Changelings at Court
Page 17
Cavendish seemed hardly taken aback. He stepped casually to the side, nearly knocking over an elderly lady out for a stroll with her two dogs. The dogs gave Cavendish a pass and hissed at the Green Man instead.
A thick-bladed sciavona appeared in Cavendish’s hand, drawn quickly and suddenly from a concealed sheath. He brandished the basket-hilted Scottish sword with a flourish. The crowd erupted with a chorus of panicked voices. They did not expect lethal weapons to be so readily available within the garden. But apparently such rules did not apply to practiced rogues such as Cavendish, nor to vigilantes with a mastery of illusion.
Threadneedle was quite aware of his opponent’s skill with a blade and decided to waste no time on showmanship. He lunged forward and back, feigning a central attack, then swung his blade side to side in a vicious decapitation stroke.

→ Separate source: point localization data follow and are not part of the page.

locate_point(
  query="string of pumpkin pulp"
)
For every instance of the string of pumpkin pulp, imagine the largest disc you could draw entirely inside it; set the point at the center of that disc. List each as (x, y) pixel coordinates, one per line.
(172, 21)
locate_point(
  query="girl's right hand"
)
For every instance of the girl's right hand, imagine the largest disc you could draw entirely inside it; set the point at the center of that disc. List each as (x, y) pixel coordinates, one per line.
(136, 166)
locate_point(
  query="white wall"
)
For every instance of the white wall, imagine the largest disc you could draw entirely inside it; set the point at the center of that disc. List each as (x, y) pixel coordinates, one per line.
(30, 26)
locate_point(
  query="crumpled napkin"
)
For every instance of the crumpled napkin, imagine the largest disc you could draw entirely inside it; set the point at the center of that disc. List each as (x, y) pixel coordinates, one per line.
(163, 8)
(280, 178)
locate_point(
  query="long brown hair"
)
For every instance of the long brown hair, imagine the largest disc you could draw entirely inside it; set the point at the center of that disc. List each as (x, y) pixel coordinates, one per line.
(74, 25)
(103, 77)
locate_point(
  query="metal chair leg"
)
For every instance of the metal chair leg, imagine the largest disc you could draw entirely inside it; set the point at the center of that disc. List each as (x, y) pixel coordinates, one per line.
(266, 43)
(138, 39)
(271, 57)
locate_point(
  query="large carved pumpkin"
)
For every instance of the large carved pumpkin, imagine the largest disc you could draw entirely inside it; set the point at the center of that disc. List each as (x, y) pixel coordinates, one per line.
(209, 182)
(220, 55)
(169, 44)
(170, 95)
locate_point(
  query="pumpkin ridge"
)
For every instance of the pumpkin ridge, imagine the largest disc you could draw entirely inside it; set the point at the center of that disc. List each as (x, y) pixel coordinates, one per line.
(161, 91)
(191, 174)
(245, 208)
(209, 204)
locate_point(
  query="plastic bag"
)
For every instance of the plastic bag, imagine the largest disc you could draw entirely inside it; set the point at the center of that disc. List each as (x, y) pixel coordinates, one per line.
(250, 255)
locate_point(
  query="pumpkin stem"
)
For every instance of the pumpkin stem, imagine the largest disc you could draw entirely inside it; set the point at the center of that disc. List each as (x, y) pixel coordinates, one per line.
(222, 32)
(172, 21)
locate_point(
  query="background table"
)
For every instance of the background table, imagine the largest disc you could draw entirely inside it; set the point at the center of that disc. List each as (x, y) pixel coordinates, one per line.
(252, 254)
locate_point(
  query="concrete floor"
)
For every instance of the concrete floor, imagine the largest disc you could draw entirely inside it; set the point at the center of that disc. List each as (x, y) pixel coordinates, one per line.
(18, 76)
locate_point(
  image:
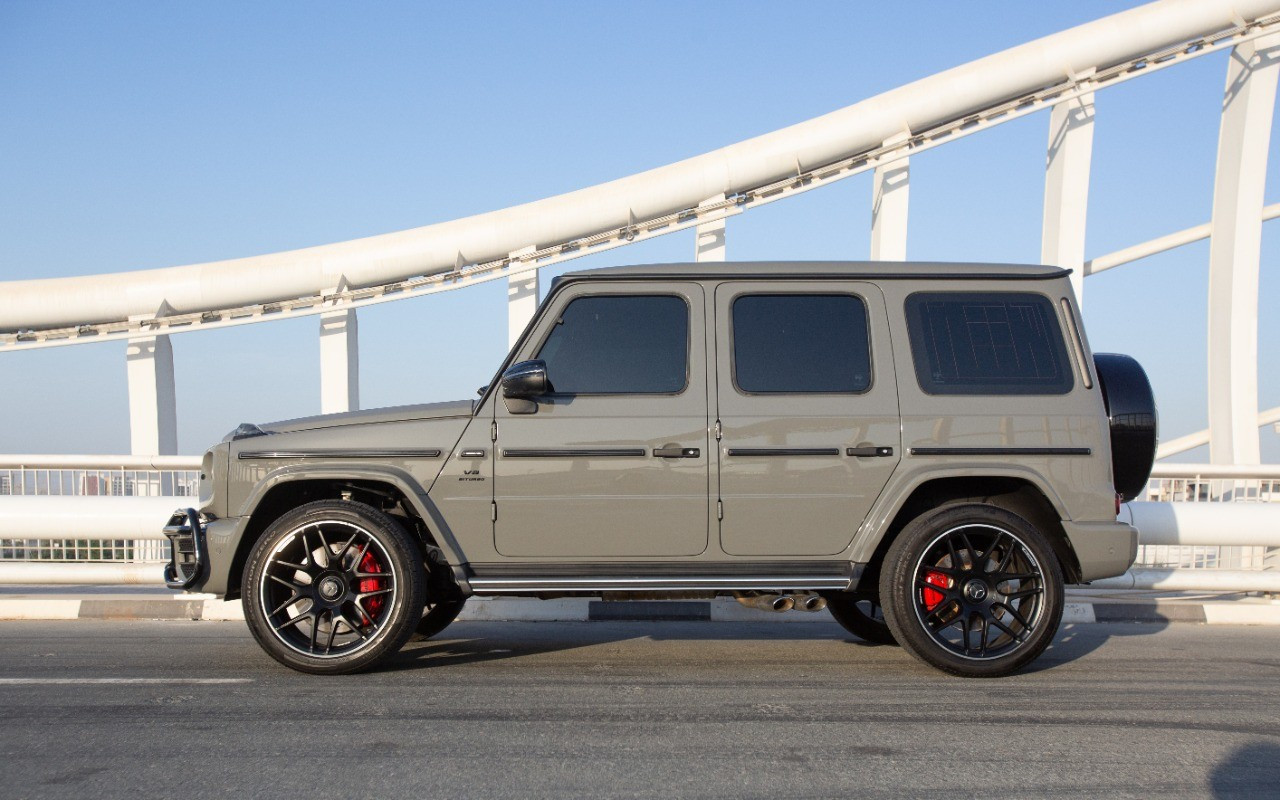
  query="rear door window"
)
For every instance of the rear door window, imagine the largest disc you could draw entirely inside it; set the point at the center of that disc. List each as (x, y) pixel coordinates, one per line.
(800, 344)
(987, 343)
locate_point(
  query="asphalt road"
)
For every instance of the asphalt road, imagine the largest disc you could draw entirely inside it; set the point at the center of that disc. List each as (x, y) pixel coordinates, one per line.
(193, 709)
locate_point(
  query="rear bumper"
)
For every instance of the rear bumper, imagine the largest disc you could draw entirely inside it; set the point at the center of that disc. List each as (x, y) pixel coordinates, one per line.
(188, 561)
(1104, 549)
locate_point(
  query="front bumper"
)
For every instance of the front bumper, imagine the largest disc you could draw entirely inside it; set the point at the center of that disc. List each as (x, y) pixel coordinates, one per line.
(188, 561)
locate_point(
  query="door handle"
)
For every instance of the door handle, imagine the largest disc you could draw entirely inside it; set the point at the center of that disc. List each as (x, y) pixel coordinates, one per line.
(869, 452)
(676, 452)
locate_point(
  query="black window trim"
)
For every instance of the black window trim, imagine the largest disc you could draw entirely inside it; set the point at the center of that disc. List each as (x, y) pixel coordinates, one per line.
(732, 344)
(689, 342)
(910, 343)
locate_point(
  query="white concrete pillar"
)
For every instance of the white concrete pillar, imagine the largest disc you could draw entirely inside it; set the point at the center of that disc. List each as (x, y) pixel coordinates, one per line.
(152, 398)
(339, 361)
(521, 304)
(1066, 187)
(1235, 246)
(891, 188)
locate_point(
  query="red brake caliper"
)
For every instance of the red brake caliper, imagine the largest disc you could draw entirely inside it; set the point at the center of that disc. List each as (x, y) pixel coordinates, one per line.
(931, 595)
(371, 606)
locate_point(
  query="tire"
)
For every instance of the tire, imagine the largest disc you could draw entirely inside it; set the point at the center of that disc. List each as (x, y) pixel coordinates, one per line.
(965, 567)
(438, 616)
(333, 586)
(860, 615)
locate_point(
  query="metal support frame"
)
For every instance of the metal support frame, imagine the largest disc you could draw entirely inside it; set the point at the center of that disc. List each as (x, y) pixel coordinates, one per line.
(1235, 247)
(1066, 187)
(522, 291)
(891, 188)
(339, 360)
(709, 243)
(152, 397)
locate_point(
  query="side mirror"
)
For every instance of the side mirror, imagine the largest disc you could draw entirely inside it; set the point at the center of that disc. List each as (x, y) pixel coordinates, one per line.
(525, 380)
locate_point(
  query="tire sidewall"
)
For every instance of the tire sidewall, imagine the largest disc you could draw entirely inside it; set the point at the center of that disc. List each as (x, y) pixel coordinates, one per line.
(897, 589)
(406, 611)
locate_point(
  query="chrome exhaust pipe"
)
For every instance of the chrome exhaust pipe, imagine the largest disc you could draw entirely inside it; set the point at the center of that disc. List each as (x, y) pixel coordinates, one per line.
(766, 602)
(812, 602)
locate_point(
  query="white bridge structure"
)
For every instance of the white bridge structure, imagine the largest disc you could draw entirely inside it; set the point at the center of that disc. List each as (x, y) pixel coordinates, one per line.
(1197, 510)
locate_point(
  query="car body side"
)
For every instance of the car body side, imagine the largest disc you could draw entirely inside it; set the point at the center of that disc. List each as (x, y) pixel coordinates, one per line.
(1046, 457)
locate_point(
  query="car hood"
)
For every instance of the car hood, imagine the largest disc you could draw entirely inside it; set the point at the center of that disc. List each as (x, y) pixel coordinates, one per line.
(396, 414)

Cavendish parried both attacks almost effortlessly. “Let’s have at it then,” he said softly, almost as an afterthought.
Passersby lined up on either side of the pair, jeering and throwing whatever sundries came to hand at the villain. A half-peeled orange nearly struck Cavendish in the face but he bisected it with a quick stroke of his weapon, still smiling.
Chapter 22
Eric seized his opportunity to approach King George. The King seemed particularly unnerved by the commotion nearby, especially as a tomato flew past his own head. Open swordplay in the middle of the garden was bad enough, but the villain was precisely the man he had come to meet, exposing their illicit arrangement to too many suspicious eyes, and the presence of the green-clad vigilante frightened him even further. He felt sure to be identified, exposed or endangered. He looked frantically from one side to the other, wondering which way to turn.
Eric stepped close to the King and presumed to take his elbow. “This way, Your Highness.” As the King of England spoke very little English, Eric addressed him in French.
The King jerked his arm away and looked at him askance.
“Lord Eric Grayson,” he explained.
King George still seemed confused. “Are…are you a member of parliament? Sir?”
“No. No, I’m not. I hold title and lands in the north, at Durham Bay. You knew perhaps my father Henry or my grandfather, Griffin Grayson.”
“Grayson…Lord Grayson… I don’t recall.”
“It is of no importance, really, given our current circumstance. I suggest you follow me. Quickly.”
He took the King’s elbow again and this time the old man allowed himself to be steered away from the commotion to a small potter’s area at the back. A gardener’s shed stood there, amid stacks of terra cotta pots, budding plants and various gardening tools.
“We’ll be safe here for the moment,” Eric explained as they passed behind a plaited wooden screen lined with creeping ivy and red roses. “The scuffle will soon be over and then I’ll check if it’s safe for you to go back out.”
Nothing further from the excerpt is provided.